It should have stayed a mildly entertaining myth instead of polluting perfectly good movie theaters.
"Urban Legend" stars Alicia Witt ("Cybill"), Jared Leto ("My So-Called Life"), Joshua Jackson ("Dawson's Creek") and the Brenda (Rebecca Gayheart, known as Noxema Girl), along with various other fourth-rate teen pin-ups.
This time out, the supposedly horrifying premise is a killer who murders each of its victims in a different way, according to various popular myths. Conveniently, the details are readily accessible in a cute little encyclopedia of urban legends available in the school library.
There's that age-old one about the dude who sticks his dog in the microwave after giving it a bath. Fraternity party hijinks or vicious animal cruelty? You be the judge.
Remember the story of the baby-sitter who got a phone call from a killer only to discover he was calling from inside the house? Wait a minute - wasn't that another movie?
"Well, that really happened to a girl in my home town," Brenda announces in the urban legends class that the stars are all conveniently taking. "Urban Legend" attempts to set up a sort of reality within a reality, but it ultimately all comes crashing down in a pile of celluloid rubble.
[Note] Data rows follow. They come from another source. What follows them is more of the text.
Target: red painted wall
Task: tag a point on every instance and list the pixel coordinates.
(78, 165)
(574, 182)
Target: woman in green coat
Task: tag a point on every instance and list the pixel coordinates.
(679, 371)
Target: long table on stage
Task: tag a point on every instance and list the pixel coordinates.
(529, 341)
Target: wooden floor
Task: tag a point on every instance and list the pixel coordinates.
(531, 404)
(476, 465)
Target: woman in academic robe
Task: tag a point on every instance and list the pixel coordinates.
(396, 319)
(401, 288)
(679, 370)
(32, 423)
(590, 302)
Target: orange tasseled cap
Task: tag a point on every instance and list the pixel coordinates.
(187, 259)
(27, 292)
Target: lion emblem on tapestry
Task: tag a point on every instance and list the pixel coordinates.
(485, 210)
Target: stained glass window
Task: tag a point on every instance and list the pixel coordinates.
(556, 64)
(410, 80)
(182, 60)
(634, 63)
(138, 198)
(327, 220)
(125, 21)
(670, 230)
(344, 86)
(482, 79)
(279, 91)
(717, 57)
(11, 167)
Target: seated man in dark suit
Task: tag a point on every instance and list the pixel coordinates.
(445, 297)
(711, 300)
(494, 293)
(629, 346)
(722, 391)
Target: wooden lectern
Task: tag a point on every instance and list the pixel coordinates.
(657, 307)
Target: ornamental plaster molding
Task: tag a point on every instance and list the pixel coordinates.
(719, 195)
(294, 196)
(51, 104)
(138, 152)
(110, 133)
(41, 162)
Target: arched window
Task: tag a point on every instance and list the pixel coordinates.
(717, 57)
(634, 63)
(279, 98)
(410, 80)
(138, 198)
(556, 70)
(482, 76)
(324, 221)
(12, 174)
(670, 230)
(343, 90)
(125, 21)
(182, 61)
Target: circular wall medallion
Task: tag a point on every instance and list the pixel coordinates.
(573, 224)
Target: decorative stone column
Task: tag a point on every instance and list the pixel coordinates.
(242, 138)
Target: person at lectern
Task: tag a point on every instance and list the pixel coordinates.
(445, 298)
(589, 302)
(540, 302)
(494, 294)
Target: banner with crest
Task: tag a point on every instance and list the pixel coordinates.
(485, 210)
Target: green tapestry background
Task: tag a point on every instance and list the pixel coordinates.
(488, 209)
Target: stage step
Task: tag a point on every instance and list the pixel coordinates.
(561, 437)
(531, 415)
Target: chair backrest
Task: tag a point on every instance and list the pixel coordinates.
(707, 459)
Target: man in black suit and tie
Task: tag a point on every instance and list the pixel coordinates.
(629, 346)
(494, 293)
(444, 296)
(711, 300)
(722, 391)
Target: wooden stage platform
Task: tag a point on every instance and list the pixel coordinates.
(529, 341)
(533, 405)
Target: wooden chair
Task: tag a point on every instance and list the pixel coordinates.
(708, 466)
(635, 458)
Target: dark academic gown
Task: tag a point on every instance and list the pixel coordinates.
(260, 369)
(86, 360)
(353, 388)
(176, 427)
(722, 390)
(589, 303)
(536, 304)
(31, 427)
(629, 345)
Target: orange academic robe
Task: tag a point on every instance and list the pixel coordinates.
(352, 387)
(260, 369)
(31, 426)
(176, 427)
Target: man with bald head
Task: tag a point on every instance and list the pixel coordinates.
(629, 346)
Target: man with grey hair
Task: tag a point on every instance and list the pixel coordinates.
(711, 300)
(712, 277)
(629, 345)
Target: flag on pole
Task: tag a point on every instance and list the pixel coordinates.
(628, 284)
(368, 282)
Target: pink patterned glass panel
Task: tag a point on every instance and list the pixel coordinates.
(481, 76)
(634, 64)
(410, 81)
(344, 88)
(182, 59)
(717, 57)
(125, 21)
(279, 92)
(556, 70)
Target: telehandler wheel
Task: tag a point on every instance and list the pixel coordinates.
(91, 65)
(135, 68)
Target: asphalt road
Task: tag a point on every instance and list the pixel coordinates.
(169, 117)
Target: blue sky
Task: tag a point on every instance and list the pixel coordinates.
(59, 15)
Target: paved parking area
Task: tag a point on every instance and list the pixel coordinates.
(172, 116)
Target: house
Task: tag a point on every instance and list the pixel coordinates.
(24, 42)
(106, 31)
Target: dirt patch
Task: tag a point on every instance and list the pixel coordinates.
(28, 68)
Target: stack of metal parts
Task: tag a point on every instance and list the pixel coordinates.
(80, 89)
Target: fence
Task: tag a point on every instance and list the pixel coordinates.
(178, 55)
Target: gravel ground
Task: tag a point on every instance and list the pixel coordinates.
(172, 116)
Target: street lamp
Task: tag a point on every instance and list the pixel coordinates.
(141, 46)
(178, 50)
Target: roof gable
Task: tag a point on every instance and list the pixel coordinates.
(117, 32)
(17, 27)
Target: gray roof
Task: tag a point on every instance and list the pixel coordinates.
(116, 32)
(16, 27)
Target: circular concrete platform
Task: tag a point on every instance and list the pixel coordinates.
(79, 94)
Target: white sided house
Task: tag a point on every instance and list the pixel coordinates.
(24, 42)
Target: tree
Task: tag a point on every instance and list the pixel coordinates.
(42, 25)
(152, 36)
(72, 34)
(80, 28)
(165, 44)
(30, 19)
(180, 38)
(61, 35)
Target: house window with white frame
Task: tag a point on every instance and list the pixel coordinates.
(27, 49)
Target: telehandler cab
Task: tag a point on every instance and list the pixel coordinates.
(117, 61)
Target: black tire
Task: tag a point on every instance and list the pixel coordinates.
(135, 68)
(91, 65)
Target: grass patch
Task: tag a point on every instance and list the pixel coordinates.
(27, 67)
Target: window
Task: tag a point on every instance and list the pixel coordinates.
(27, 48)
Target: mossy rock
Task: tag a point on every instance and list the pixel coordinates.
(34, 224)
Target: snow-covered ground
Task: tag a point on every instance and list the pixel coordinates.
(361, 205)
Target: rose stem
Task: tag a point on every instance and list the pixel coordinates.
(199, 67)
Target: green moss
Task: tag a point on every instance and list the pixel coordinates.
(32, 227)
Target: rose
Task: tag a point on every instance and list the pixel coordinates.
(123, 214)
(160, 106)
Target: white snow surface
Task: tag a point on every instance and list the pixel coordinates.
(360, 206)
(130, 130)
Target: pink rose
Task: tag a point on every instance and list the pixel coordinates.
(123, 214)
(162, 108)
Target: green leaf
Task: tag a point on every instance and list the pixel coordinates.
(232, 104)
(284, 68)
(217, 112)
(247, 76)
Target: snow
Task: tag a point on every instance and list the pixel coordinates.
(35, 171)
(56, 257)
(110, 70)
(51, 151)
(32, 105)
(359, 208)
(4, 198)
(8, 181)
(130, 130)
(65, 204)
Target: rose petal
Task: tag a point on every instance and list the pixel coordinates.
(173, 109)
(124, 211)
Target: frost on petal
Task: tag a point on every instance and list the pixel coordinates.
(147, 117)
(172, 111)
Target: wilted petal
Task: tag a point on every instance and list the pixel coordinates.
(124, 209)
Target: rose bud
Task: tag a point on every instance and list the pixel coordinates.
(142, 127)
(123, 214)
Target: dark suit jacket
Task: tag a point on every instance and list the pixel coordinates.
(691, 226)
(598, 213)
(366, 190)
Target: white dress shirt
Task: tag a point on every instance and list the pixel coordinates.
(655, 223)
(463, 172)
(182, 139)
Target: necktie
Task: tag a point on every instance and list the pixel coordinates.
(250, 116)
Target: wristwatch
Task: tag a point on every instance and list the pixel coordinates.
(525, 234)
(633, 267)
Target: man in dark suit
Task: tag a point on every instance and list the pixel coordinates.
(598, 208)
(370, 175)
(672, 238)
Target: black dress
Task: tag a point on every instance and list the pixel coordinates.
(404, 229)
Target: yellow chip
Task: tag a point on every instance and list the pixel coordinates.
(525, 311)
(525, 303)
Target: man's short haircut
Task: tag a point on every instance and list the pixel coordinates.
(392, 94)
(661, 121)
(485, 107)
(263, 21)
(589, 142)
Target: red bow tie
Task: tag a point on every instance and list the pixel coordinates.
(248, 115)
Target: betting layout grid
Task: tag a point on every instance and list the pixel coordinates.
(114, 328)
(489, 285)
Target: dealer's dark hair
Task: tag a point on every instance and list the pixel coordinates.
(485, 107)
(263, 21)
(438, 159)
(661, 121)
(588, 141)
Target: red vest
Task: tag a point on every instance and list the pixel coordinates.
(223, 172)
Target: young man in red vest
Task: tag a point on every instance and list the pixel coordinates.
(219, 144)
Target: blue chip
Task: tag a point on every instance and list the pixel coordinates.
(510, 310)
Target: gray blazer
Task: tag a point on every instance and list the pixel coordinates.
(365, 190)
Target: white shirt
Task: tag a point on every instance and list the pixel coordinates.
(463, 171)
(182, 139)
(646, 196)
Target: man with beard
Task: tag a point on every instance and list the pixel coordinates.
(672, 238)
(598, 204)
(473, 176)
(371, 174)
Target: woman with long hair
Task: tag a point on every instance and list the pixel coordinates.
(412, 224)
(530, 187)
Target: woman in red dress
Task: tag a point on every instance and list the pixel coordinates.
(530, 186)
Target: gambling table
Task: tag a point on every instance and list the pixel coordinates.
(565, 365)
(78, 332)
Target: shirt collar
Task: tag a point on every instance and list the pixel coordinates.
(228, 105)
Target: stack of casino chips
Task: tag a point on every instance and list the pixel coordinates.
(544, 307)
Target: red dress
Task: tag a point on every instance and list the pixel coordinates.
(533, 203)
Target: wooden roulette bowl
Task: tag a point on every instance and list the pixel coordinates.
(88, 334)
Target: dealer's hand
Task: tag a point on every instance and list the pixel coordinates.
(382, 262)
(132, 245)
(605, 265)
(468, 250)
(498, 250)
Or what about the guy who parks with his girlfriend in the middle of nowhere, gets out of the car to go to the bathroom, and ends up hanging from a tree? R.I.P. Jackson, who appears to be playing the peroxide blonde version of his "Dawson's Creek" character and is the most wisecrackingly entertaining aspect of the movie aside from Leto's gorgeous blue eyes and certain members of the female cast's physical characteristics. Naturally, Jackson dies little more than 10 minutes after the opening credits. This is a pity because it leaves more empty screen space for Noxema Girl to fill with her scary big hair and scary big eyes.
As the film progresses, Noxema Girl's eyes bug out further and further. It is as if she was badly frightened as a child and then (another urban legend!) her face froze that way. Yes, this means that she is, lamentably, still alive deep into the film's latter half. More than that I cannot say.
Witt, whose skin has a suspiciously wax paper-ish, corpse-like cast to it despite the fact that all outward signs point to her as a live person, plays the token "Oh, I'm so victimized" character who is being murderously haunted by a past transgression.
Leto backs her up as Pendleton College's resident radical journalist who appears to care more about getting a story than helping people. Also along for the ride are "Elm Street" alum Robert Englund as a professor with a dark history, Loretta Devine as the sole campus security guard who uses "Foxy Brown" as a motivational tape and John Neville ("The X-Files"'s Well Manicured Man) as the well-manicured college dean.
"Urban Legend" has been stocked with plenty of pop culture references that are designed to make the audience think that this is another witty, self-referential scary movie. This ruse wears thin as the movie wears long - even Noxema Girl Brenda is actually referred to within the film as looking like, well, the Noxema Girl. The film tries too hard and provides too little, right down to the requisite open-for-a-sequel-if-the-money-is-right conclusion. You can almost see the little gears turning in the writer and director's minds as they cackle with glee that they are sealing their financial futures by filling their sorry film with hot young properties and franchise opportunities.
It's enough to make you want to consume a snack of Pop Rocks and Pepsi.